The data will be aggregated again the same way that it was early for injuries and deaths. This makes graphing more simple.

stormTOTAL<-aggregate(stormc$TOTALDMG, by=list(stormc$EVTYPE), sum)
sTOT10<-stormTOTAL[order(stormTOTAL$x,decreasing=TRUE)[1:10],]
colnames(sTOT10)<-c("WeatherType", "DamageinDollars")

Results

The plots produced in this paper are created using the ggplot2 package. To ensure that the package is loaded, I ran the code below.

library(ggplot2)

Injuries

The first graph displays the number of injuries caused by the top ten weather event types that cause injuries.

ggplot(data=sI10, aes(x=WeatherType, y=Injuries, fill=WeatherType)) + 
      geom_bar(stat="identity") +  ylab("Number of Injuries") + 
      ggtitle("Injuries from Weather Type") + theme(axis.text.x=element_blank())

plot of chunk unnamed-chunk-8

Figure 1: Injuries caused by the top ten most injurious weather events.

This graph clearly shows that over the 60 year period contained in the NOAA data, tornadoes cause considerably more injuries than any other storm type—nearly 10 times as many as the nearest competitors.

Deaths

The second graph displays the number of deaths by the top ten weather events that cause deaths.

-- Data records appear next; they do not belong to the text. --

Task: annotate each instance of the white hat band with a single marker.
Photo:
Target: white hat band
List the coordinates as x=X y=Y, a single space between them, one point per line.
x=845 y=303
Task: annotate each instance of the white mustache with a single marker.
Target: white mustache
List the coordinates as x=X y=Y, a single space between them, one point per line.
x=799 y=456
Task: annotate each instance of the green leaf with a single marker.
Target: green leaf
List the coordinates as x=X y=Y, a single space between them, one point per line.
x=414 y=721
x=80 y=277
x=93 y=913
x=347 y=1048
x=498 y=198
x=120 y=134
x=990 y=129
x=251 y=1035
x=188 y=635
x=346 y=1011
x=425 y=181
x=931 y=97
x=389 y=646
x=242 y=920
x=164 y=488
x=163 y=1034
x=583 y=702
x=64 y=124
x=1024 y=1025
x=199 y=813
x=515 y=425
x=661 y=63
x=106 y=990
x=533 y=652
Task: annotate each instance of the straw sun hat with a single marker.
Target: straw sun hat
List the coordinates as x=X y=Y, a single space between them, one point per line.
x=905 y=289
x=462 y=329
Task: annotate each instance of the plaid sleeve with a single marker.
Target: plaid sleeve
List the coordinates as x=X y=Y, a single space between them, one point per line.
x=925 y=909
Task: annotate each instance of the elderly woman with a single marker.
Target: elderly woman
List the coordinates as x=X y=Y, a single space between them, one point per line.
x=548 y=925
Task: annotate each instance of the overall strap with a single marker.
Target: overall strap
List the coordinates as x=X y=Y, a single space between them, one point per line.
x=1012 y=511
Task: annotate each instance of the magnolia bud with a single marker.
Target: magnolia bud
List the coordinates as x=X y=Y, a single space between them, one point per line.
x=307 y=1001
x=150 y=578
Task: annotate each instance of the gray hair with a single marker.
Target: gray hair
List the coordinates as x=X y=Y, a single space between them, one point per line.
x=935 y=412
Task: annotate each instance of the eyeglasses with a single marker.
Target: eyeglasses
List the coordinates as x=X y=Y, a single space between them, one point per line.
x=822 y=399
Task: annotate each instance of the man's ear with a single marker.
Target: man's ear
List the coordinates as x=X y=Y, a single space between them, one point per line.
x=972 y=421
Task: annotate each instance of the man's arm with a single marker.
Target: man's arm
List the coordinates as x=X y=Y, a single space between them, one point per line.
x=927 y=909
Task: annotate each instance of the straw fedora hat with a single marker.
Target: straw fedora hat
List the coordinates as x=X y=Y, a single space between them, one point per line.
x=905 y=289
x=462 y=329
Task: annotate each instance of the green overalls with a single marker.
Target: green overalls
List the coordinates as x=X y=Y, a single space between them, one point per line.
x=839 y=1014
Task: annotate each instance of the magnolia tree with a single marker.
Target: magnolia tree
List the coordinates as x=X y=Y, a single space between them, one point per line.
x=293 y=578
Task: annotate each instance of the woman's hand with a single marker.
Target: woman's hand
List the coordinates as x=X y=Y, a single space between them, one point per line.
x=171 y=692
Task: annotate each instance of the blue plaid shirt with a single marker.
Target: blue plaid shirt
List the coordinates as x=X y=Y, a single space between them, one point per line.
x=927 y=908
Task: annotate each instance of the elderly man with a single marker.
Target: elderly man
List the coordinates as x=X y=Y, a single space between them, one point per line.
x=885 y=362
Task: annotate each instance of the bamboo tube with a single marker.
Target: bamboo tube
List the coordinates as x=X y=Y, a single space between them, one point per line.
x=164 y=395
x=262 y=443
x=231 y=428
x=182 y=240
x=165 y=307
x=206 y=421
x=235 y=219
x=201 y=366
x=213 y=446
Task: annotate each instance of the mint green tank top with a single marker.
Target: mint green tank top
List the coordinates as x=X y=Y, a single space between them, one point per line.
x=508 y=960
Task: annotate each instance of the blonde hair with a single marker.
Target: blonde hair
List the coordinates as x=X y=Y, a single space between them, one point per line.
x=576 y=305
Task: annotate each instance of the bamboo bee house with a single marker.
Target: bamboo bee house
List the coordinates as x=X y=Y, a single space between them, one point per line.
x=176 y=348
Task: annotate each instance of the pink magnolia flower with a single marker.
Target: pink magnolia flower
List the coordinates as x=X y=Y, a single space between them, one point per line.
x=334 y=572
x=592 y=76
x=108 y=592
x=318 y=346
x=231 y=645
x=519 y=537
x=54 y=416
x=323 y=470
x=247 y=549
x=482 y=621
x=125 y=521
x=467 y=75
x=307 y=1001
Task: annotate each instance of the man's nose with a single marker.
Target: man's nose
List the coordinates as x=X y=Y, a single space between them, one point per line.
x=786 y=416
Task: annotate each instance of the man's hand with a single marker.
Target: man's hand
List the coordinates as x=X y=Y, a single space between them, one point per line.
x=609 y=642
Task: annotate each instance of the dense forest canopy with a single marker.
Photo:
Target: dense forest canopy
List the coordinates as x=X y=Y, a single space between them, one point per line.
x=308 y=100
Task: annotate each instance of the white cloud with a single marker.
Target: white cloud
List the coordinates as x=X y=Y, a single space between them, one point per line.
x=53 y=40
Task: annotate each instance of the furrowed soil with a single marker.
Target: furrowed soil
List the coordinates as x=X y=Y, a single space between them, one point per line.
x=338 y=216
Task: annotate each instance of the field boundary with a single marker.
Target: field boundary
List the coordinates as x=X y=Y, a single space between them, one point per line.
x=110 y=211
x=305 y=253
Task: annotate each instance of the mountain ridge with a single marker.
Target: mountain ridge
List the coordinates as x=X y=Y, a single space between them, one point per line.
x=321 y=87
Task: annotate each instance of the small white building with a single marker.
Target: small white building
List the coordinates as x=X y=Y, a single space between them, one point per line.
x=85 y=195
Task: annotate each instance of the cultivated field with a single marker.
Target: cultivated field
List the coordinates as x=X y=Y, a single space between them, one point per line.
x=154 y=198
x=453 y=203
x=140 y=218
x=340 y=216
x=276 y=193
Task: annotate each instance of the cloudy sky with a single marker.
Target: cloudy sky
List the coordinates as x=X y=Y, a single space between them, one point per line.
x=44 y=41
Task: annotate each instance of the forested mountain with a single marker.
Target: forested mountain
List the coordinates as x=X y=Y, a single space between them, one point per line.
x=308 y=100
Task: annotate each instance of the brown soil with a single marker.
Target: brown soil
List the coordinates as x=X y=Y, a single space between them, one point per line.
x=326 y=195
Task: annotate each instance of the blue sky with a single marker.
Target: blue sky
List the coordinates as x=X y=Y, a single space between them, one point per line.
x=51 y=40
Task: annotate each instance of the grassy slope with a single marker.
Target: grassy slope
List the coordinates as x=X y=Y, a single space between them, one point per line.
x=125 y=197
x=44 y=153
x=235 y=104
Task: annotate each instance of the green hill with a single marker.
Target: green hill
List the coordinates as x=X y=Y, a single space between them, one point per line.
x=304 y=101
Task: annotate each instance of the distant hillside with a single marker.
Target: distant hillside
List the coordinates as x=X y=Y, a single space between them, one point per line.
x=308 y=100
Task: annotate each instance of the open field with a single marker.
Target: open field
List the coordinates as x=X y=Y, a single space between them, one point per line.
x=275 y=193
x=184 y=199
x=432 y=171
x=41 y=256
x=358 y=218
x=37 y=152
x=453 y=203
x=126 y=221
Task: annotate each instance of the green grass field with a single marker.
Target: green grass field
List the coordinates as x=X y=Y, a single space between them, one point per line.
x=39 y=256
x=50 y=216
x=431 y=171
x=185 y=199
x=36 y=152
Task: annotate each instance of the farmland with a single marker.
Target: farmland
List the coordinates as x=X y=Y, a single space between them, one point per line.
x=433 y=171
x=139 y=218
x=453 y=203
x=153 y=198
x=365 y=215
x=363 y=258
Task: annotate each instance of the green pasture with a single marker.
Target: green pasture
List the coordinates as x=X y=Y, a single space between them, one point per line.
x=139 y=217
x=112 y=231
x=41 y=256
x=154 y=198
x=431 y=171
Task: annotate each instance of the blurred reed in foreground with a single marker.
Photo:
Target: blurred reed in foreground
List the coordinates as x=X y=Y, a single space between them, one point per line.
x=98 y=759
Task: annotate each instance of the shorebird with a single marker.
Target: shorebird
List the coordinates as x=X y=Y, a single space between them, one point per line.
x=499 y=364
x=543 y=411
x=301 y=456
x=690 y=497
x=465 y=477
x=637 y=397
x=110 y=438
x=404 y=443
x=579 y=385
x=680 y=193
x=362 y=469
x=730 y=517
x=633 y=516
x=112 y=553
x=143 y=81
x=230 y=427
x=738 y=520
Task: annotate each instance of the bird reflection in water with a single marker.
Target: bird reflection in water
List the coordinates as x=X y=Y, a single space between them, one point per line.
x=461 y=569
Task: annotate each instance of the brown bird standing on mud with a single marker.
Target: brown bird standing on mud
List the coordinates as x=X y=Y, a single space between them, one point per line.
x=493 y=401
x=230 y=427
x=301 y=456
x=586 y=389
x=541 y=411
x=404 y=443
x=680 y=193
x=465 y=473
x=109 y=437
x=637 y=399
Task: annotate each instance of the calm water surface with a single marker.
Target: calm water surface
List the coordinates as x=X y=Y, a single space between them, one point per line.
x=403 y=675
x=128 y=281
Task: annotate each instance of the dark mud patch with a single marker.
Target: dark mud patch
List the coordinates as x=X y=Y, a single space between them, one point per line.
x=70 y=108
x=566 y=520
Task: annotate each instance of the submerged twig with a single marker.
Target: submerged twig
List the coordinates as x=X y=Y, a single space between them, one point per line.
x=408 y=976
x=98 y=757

ggplot(data=sF10, aes(x=WeatherType, y=Deaths, fill=WeatherType)) + 
      geom_bar(stat="identity") + ylab("Number of Deaths") + 
      ggtitle("Deaths from Weather Type") + theme(axis.text.x=element_blank())

plot of chunk unnamed-chunk-9

Figure 2: Deaths caused by the top ten most deadly weather events.

Again, tornadoes killed more people than any other weather event. This time there were nearly twice as many people killed by tornadoes than its nearest competitor. Heat was the closest.

Tornadoes by far are the events that are the most harmful to population health.

Damage

The third figure has to do with the total dollars of damage.

ggplot(data=sTOT10, aes(x=WeatherType, y=DamageinDollars/1000000000, fill=WeatherType)) + 
      geom_bar(stat="identity") + ylab("Damage in Billions of Dollars") + 
      ggtitle("Damage in Billions of Dollars from Weather Type") + 
      theme(axis.text.x=element_blank())

plot of chunk unnamed-chunk-10

Figure 3: Damage in Billions of Dollars caused by the top ten most damaging weather events.

This graph shows that Flooding and Hurricanes have caused the most dollars of damage between 1950 and 2011. Tornadoes came in third with a little over $50B in damage.

This suggests that Flooding has the greatest economic consequences of any weather-related event.